This is a difficult question to ask since I'm not sure of the terminology. Basically I am looking for a solution to parse what I would call a "loose" XML grammar. This means that data is contained between nested tags just as XML but without the requirement to specify the sequence of subtags.
I'm a novice with regards to XML but it seems that what I'm looking for a more generalized grammar parser?
For example, this would be allowed:
<toptag>
<subtag1>element #1</subtag1>
<subtag2>element #2</subtag2>
<subtag3>element #3</subtag3>
<toptag>
<toptag>
<subtag1>element #3</subtag1>
<subtag2>element #2</subtag2>
<subtag1>element #1</subtag1>
<toptag>
<toptag>
<subtag2>element #2</subtag2>
<subtag2>element #2</subtag2>
<subtag2>element #2</subtag2>
<toptag>
The trouble is that the subtags could occur in any order and in any number from 0 to unbounded.
Essentially, I want to build a hash of these tag elements and then parse through the hash to build an XML compliant output.
This is kind of out of my area and I'm not sure of that I'm asking the right questions when I research this. Any suggestions would be appreciated.
Further clarification:
Maybe this will help clarify. Consider it this way. A person is writing a text document. They will tag various words or phrases of that document using a predefined set of tags. Different parts of the document may contain related tags. For example,
<statement>
This is the statement of <person id="001"><name>Joe Smith</nam
+e></person>. His mothers name is
<parent><name>Betty</name></parent>. Joe is <person id="001"><
+age>15</age></person> years old.
</statement>
The person {name/age} sub-elements could occur in any order. In fact, the parent/person elements could occur in any order.
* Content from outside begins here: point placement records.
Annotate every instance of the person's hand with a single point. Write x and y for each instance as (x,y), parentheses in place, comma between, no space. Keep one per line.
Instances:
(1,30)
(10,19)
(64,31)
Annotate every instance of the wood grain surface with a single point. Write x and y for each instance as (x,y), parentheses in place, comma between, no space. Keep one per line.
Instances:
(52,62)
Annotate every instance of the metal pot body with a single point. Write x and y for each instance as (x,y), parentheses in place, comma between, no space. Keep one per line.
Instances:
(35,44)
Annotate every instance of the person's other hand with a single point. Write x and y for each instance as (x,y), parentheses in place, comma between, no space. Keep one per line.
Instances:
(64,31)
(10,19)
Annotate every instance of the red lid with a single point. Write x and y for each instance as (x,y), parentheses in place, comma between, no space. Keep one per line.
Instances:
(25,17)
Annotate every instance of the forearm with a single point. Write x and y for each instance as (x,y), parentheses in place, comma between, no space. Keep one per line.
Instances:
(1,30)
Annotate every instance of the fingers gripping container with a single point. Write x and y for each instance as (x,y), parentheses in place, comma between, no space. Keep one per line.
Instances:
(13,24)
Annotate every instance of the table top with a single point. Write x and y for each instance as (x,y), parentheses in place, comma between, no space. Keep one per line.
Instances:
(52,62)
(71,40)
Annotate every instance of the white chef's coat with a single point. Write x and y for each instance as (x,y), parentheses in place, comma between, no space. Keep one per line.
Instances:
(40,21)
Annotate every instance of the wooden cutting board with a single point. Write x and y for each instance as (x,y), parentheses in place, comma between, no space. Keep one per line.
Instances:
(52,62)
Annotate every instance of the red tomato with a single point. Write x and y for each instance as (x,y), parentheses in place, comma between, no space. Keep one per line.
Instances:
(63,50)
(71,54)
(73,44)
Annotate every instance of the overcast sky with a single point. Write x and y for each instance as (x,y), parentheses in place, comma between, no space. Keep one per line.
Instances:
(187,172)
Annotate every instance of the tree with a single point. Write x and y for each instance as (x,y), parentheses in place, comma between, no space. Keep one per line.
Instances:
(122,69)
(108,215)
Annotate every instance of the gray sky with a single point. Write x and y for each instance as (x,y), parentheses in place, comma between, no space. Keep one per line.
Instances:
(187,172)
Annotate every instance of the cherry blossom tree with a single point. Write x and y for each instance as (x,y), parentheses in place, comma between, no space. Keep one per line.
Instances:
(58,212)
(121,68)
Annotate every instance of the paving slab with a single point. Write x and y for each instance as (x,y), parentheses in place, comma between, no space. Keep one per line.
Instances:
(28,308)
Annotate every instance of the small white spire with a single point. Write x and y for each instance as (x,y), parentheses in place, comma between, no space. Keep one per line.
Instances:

There might also be multiple person tag sets.
Ultimately, I want to parse the final document, build a hash from the tags and then process the hash to combine all the elements associated with person id="001" into a single data structure.
Update:
I've received several good suggestions and some good advice. XML::Simple seems the most promising at the moment. Of course, I'm open to more suggestions and I'd love to hear from someone who has tackled this problem before.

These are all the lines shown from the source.